Es importante volver a subrayar el aporte fundamental que la religión hace a la integración de las diversas experiencias creyentes que aparecen de la mano con la migración. En la actualidad, son las instituciones religiosas las que se encuentran liderando los procesos de protección, defensa e integración social de los colectivos de migrantes, subvencionando un proceso que hasta ahora estuvo abandonado por el Estado.
Las redes que se han desarrollado desde estas experiencias se transforman en herramientas que es necesario considerar en la creación de las políticas públicas que tiendan a la acogida de estos flujos migratorios.
Al mismo tiempo, la vinculación entre la religión y los procesos de integración de las comunidades de migrantes ha planteado un desafío tanto a las sociedades modernas como a la institucionalidad religiosa: superar la visión secular que entiende que los componentes religiosos deben ser eliminados de la esfera social, aceptando que no todas las dimensiones de lo religioso son incompatibles con el espacio público.
El establecimiento de un vínculo virtuoso entre las instituciones educativas y las religiosas podría permitir que la educación religiosa se transforme en un eje orientador de las políticas públicas destinadas a la gestión de la diversidad cultural. Para conseguirlo será necesario, por una parte, reconocer la importancia de no borrar la educación religiosa escolar del mapa curricular; por otra, se vuelve imprescindible que quienes se encuentran detrás del desarrollo de los modelos pedagógicos de la asignatura de Religión sepan articular y hacer dialogar sus objetivos educativos con propósitos sociales de integración, particularmente cuando se habla de la educación pública.
En el caso de la escuela privada, si bien esta puede desarrollar propuestas educativas orientadas a fortalecer sus identidades particulares, no es posible que ella avance de manera plena sin considerar los factores sociales que la impactan. Una educación religiosa que no integre las concepciones de un Dios transnacional, que supera las limitaciones geográficas a la hora de dar respuestas por el sentido, se transformará en un obstáculo para la relación de sus estudiantes con el fenómeno religioso, limitando su experiencia a un campo particular que renuncia a enriquecerse a través del diálogo y la integración de lo diverso.

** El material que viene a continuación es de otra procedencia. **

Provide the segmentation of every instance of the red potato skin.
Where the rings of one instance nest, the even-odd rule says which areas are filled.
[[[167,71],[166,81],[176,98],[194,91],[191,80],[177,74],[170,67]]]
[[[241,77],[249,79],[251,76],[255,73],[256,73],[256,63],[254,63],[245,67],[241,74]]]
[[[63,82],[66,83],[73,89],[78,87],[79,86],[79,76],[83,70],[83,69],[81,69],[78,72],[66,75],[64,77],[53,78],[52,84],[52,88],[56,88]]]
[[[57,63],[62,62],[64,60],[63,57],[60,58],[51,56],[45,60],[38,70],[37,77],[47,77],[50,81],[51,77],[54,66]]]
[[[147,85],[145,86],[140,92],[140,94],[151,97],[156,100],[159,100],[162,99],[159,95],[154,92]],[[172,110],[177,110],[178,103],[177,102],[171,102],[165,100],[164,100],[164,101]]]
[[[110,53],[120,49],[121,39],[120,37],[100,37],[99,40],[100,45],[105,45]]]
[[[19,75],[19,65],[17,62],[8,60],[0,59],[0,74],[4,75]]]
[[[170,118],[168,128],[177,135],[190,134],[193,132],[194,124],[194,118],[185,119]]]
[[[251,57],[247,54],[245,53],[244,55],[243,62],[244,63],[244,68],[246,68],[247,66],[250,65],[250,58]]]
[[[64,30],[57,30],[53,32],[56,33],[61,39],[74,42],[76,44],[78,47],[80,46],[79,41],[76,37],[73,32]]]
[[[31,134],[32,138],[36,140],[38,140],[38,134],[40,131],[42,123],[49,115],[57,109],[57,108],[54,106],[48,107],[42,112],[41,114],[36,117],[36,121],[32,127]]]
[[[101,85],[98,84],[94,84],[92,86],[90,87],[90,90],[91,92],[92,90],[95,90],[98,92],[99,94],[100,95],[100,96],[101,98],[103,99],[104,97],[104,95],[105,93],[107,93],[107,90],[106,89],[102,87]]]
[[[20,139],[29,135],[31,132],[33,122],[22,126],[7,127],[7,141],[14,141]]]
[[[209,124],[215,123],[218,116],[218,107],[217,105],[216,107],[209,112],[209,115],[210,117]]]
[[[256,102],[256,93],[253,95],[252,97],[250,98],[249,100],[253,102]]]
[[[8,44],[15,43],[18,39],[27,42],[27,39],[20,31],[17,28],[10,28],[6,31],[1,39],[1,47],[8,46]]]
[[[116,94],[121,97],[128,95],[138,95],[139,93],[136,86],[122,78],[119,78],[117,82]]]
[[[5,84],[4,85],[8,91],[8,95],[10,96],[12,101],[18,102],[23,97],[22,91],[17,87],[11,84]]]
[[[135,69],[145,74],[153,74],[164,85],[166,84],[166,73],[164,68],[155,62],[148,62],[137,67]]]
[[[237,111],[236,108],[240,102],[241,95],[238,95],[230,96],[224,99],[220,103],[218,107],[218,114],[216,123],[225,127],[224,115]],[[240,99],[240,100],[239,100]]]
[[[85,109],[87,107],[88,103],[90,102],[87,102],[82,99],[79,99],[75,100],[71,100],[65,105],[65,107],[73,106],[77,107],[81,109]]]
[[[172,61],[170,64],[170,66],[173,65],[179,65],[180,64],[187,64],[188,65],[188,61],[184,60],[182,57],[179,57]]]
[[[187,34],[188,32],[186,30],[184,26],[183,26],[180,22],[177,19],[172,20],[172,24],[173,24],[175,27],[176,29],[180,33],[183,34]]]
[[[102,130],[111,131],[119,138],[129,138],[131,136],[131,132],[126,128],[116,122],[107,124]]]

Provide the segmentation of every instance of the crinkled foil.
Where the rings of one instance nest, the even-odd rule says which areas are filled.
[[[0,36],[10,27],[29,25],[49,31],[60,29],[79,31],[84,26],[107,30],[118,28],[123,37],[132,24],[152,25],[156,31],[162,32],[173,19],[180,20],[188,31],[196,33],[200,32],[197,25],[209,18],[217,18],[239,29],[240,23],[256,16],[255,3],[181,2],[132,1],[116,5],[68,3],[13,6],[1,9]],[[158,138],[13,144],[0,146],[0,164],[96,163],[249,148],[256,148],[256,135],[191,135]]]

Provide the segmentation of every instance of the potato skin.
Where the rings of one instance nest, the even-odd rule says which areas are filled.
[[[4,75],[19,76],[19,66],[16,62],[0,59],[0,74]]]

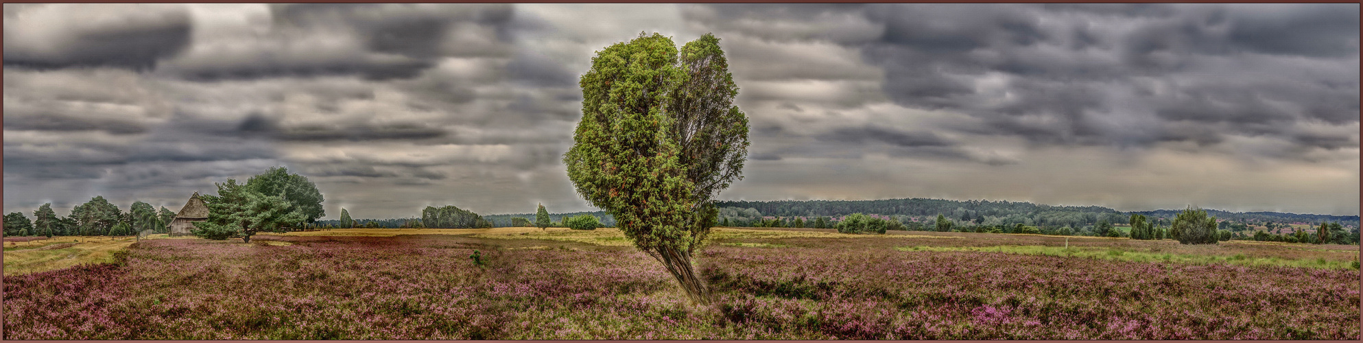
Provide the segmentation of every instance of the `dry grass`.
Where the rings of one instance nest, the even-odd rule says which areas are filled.
[[[568,230],[549,227],[549,231]],[[540,231],[538,227],[492,227],[492,229],[331,229],[318,231],[259,233],[258,235],[333,235],[333,237],[394,237],[405,234],[519,234]]]
[[[55,237],[31,242],[7,242],[4,275],[112,263],[114,252],[127,249],[134,242],[132,237]]]

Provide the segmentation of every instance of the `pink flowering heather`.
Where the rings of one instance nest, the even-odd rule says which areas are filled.
[[[1356,270],[791,238],[705,248],[716,305],[698,308],[628,246],[278,240],[151,240],[7,276],[4,339],[1359,339]]]

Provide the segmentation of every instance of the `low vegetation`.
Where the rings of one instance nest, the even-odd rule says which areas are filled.
[[[611,227],[146,240],[121,265],[16,274],[8,250],[4,338],[1359,336],[1356,245],[725,227],[710,240],[698,272],[711,306],[690,305]]]

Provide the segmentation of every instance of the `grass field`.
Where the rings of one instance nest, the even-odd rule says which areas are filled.
[[[12,275],[7,250],[4,338],[1359,339],[1348,245],[720,227],[695,306],[615,229],[116,244]]]
[[[70,268],[79,264],[112,263],[113,253],[124,250],[132,237],[53,237],[4,244],[4,275],[19,275]]]

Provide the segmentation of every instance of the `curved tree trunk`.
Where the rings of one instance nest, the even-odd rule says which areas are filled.
[[[695,268],[691,267],[691,253],[677,250],[676,248],[658,248],[654,255],[662,267],[668,268],[672,278],[676,278],[682,290],[686,291],[687,298],[691,302],[699,305],[710,304],[710,290],[705,286],[699,276],[695,274]]]

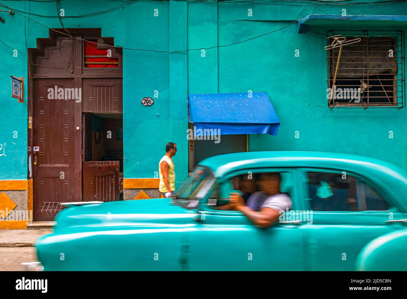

Asimismo, la Iglesia, mediante la Congregación para la Educación Católica (2013), reconoce el desafío que supone el levantamiento de modelos de educación intercultural, asumiendo que es parte de la naturaleza de la educación ser abierta y evitar la conformación de enclaves culturales. Esta apropiación de la necesidad de contar con espacios escolares que permitan un intercambio dinámico, que ayude a comprender las diferencias y las convierta en motivo de enriquecimiento mutuo (Congregación, 2013) será un factor decisivo que facilite la transformación de las clases de Religión en la actualidad. Por último, a lo largo de esta reflexión se hace evidente la necesidad de renovar la formación de los docentes de Religión, esta vez desde una perspectiva teológica en clave de diálogo interreligioso. No será posible desarrollar nuevos modelos educativos que logren hacerse cargo de las condiciones desafiantes que rodean la asignatura Religión sin educadores debidamente preparados para el desarrollo de didácticas que integren conocimientos heterodoxos e intencionen un diálogo constructivo entre las diversas experiencias religiosas. Todo esto, sin perder de vista el corazón de la educación religiosa escolar: proporcionar herramientas para que los estudiantes logren desarrollar una espiritualidad que los lleve a transformar sus condiciones de vida material, en la búsqueda de una vida plena con perspectiva de bien común.